Giovanni Stroppa torna a parlare della vittoria contro il Palermo durante la festa promozione del Venezia in Piazza San Marco. Nel pieno dei festeggiamenti per il ritorno in Serie A, il tecnico arancioneroverde ha elogiato ancora una volta la prestazione della sua squadra nella gara decisiva contro i rosanero di Filippo Inzaghi.

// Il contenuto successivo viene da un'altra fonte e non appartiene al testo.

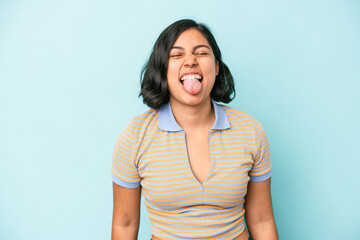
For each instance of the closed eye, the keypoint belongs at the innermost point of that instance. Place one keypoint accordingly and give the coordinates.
(175, 55)
(201, 53)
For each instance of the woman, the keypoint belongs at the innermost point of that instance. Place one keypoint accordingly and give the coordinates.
(202, 167)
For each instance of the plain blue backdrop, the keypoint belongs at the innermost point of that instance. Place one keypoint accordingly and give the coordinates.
(69, 73)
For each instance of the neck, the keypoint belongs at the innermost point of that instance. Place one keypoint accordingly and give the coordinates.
(193, 117)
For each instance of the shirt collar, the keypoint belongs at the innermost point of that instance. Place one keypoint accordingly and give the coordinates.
(167, 120)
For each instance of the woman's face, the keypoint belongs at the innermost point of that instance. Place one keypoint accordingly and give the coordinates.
(191, 69)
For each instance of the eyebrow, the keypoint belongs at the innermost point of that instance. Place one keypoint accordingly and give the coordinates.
(196, 47)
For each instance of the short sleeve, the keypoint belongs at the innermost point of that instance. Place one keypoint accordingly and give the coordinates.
(124, 170)
(261, 169)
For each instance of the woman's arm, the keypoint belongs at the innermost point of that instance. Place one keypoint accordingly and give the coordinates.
(126, 212)
(258, 211)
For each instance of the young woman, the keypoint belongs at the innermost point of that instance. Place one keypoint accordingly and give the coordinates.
(202, 167)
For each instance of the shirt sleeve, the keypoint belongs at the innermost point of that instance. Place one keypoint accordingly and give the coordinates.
(261, 169)
(124, 170)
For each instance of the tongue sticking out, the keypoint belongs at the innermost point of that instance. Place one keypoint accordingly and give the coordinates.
(192, 85)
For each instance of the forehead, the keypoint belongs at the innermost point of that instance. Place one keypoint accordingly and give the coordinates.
(190, 38)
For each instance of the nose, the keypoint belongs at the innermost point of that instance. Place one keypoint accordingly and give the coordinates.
(190, 60)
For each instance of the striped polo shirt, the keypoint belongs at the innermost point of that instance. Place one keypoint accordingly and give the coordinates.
(152, 152)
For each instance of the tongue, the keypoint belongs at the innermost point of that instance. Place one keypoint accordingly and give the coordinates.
(192, 85)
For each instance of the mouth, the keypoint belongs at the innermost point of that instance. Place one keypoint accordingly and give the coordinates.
(191, 76)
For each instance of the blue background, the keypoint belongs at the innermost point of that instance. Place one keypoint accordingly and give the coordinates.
(69, 74)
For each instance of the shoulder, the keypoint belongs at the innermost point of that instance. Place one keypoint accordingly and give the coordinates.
(144, 121)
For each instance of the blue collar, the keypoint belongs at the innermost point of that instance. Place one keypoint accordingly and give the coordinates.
(168, 123)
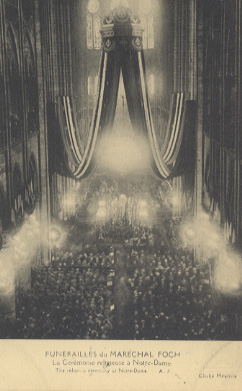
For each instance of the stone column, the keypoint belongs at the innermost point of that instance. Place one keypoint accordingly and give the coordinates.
(43, 137)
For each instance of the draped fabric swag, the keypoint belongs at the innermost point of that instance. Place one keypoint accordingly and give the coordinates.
(122, 51)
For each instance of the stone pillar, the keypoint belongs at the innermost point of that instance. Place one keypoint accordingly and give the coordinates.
(43, 137)
(7, 286)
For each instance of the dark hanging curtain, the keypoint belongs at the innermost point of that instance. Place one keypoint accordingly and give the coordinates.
(177, 151)
(122, 51)
(68, 157)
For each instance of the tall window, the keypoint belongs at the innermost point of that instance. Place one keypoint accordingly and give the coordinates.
(146, 10)
(93, 25)
(151, 85)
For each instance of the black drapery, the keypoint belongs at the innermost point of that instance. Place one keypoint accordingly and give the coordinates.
(122, 51)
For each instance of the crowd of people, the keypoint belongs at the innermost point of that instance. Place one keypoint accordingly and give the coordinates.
(166, 295)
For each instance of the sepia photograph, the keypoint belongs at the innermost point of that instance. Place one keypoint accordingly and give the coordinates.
(121, 195)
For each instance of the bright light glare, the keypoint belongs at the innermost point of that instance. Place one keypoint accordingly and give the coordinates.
(146, 6)
(143, 214)
(122, 154)
(175, 200)
(142, 204)
(101, 213)
(55, 234)
(116, 3)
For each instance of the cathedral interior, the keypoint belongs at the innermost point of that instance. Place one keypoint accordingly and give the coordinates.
(121, 169)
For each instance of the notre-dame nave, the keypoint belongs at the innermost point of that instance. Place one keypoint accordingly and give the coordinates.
(120, 169)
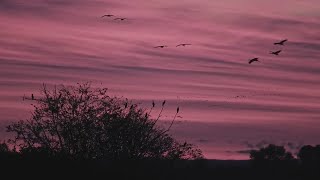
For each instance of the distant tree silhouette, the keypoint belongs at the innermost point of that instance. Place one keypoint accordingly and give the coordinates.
(271, 152)
(310, 155)
(81, 122)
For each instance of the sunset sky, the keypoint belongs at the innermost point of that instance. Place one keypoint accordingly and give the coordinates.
(227, 106)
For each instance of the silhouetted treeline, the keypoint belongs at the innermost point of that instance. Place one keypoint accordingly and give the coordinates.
(272, 162)
(82, 132)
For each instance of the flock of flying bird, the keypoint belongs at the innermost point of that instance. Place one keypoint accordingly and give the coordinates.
(271, 52)
(122, 19)
(179, 45)
(185, 44)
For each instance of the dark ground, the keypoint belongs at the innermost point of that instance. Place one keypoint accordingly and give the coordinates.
(200, 169)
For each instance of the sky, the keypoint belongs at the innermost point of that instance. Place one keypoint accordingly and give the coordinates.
(227, 106)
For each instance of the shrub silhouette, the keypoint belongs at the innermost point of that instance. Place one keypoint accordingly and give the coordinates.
(81, 122)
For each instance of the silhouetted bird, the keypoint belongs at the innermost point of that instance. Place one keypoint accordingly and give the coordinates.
(252, 60)
(164, 102)
(183, 45)
(163, 46)
(281, 42)
(276, 52)
(121, 19)
(107, 15)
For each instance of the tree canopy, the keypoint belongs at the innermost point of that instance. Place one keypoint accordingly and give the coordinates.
(82, 122)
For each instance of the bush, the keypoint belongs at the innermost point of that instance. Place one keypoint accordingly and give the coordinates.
(81, 122)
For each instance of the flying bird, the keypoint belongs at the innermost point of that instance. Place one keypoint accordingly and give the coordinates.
(276, 52)
(164, 102)
(281, 42)
(121, 19)
(107, 15)
(183, 45)
(253, 60)
(163, 46)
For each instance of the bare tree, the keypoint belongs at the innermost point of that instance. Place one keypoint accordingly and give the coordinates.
(81, 122)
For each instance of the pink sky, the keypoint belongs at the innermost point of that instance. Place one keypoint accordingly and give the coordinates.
(64, 42)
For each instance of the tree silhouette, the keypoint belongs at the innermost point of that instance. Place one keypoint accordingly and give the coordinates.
(310, 155)
(81, 122)
(271, 152)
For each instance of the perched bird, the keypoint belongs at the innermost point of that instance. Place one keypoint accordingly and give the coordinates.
(164, 102)
(275, 52)
(252, 60)
(107, 15)
(163, 46)
(183, 45)
(121, 19)
(281, 42)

Davanti ai tifosi del Venezia, Stroppa ha accolto con entusiasmo il clima della serata, scherzando sull’atmosfera vissuta in piazza: «Loro sono forti, troppo forti. Questa non sembra una premiazione, sembra un concerto rock».
L’allenatore ha poi ringraziato il pubblico veneziano per il sostegno ricevuto durante tutta la stagione: «Grazie ai tifosi per l’affetto nei nostri confronti, ora godiamoci questa festa».
Nel corso dell’intervento, Stroppa è tornato anche sulla partita vinta venerdì contro il Palermo al Penzo, spiegando il particolare atteggiamento avuto in panchina durante il match: «Ieri non ho parlato quasi mai. Il merito della partita è totalmente della squadra. Mai come ieri sono rimasto in silenzio e li ho lasciati giocare. Non c’era bisogno di dire niente, questa squadra gioca a memoria».
Il tecnico del Venezia ha sottolineato la soddisfazione personale nel vedere la squadra esprimersi con tanta naturalezza: «È stato un piacere anche per me divertirmi a guardarli giocare, proprio come avete fatto voi durante tutta la stagione».
Nel finale Stroppa ha parlato anche del proprio futuro, ricordando di essere attualmente in scadenza di contratto con il Venezia: «Quando il direttore sportivo mi ha proposto di venire qui, ho scelto un contratto di un anno e quindi oggi sono in scadenza. Adesso però pensiamo a goderci questa festa e poi ci penseremo… La Serie A è un altro sport e sarà difficile».